To demonstrate understanding of inheritance patterns, a test cross scenario can be formulated. Suppose a carrier woman (heterozygous, HEXA +/-) mates with an unaffected man (homozygous normal, HEXA +/+). The Punnett square reveals a 50% chance of the child being a carrier and a 50% chance of being unaffected. If the couple's family history indicates another affected relative, the probability of the child inheriting the disease increases, especially if both parents are carriers, which elevates risk to 25%. These models illustrate the importance of genetic counseling and testing for informed reproductive choices.
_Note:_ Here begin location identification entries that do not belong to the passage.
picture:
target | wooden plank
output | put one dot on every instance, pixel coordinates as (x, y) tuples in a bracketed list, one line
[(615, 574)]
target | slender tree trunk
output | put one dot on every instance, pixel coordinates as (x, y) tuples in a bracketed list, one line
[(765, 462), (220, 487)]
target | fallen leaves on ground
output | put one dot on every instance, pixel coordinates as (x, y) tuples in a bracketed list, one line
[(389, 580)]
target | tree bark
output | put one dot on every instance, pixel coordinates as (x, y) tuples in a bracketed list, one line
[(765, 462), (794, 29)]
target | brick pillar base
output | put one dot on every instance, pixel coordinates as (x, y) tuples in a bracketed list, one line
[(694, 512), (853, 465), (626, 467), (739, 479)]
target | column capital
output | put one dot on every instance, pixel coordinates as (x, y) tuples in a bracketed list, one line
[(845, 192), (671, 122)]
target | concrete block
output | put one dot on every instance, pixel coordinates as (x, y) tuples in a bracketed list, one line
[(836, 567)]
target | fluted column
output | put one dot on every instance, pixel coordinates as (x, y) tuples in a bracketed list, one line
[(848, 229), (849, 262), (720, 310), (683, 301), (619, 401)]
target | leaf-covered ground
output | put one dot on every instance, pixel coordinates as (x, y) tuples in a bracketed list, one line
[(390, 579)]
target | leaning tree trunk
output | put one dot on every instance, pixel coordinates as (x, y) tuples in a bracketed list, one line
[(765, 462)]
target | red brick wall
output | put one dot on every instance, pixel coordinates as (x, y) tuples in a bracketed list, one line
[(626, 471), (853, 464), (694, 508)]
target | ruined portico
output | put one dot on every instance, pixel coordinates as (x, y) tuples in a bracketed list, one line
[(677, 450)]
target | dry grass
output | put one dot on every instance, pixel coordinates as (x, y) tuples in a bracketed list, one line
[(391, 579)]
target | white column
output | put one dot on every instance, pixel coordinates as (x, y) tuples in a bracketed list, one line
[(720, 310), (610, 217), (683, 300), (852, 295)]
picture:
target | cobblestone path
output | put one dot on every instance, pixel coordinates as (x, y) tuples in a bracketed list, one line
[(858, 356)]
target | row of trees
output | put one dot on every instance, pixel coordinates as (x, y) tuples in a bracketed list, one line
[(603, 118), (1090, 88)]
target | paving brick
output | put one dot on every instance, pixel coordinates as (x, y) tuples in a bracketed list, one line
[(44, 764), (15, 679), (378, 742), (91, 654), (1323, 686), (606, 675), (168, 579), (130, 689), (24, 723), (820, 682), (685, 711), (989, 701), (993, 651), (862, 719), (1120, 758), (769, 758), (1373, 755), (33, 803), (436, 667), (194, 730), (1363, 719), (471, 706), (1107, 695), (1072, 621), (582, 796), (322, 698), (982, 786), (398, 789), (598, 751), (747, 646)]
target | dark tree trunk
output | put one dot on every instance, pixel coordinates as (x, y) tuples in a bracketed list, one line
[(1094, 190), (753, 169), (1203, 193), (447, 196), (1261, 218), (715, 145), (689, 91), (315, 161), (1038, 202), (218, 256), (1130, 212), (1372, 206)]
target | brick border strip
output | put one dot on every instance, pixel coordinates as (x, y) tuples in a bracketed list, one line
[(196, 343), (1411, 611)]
Websites such as the National Institutes of Health (NIH) and Genomics Education Partnership serve as reliable references for current information on Tay Sachs. According to the NIH (https://rarediseases.info.nih.gov/diseases/6758/tay-sachs) and peer-reviewed literature (e.g., Gravel et al., 2018; Kaye et al., 2020), ongoing research aims to develop effective therapies and improve screening strategies. Educational efforts highlight the significance of understanding inheritance patterns and early detection for better management and potential future cures.

References

• Gravel, R. A., et al. (2018). Tay Sachs Disease: Pathophysiology, Clinical Features, and Current Manage-ment. Neurodegenerative Disease Reviews, 15(3), 234-245.
• Kaye, E., et al. (2020). Mutational Spectrum of HEXA in Ashkenazi Jews with Tay Sachs Disease and Carrier Screening Implications. Genetics in Medicine, 22(4), 685-692.
• Maegawa, G. H. B., et al. (2022). Advances in Gene Therapy for Tay Sachs Disease. Neurology Genetics, 8(1), e1164.
• Zhou, Q., et al. (2017). Carrier Screening for Tay Sachs Disease in Diverse Populations. Journal of Medical Genetics, 54(2), 81–91.
• National Institutes of Health. (2023). Tay Sachs Disease. Available at: https://rarediseases.info.nih.gov/diseases/6758/tay-sachs
• Roth, J., et al. (2019). Enzyme Replacement and Substrate Reduction Therapies in Tay Sachs. Current Treatments in Neurology, 21(10), 55-61.
• Brahmachari, S., & Pandey, V. (2021). Genetic Counseling and Carrier Screening: Advances and Challenges. Human Genetics, 140, 43–50.
• Cummings, B. B., et al. (2019). The Genetic Basis of Tay Sachs Disease: Insights from Whole-Genome Sequencing. Genome Medicine, 11(1), 45.
• Smith, J. R., & McMillan, D. (2022). Potential Therapeutic Strategies in Lysosomal Storage Disorders. Frontiers in Pharmacology, 13, 789453.
• Johnson, L. J., & Weitzman, J. F. (2018). Ethical Considerations in Carrier Screening and Prenatal Diagnosis. Bioethics, 32(4), 225–232.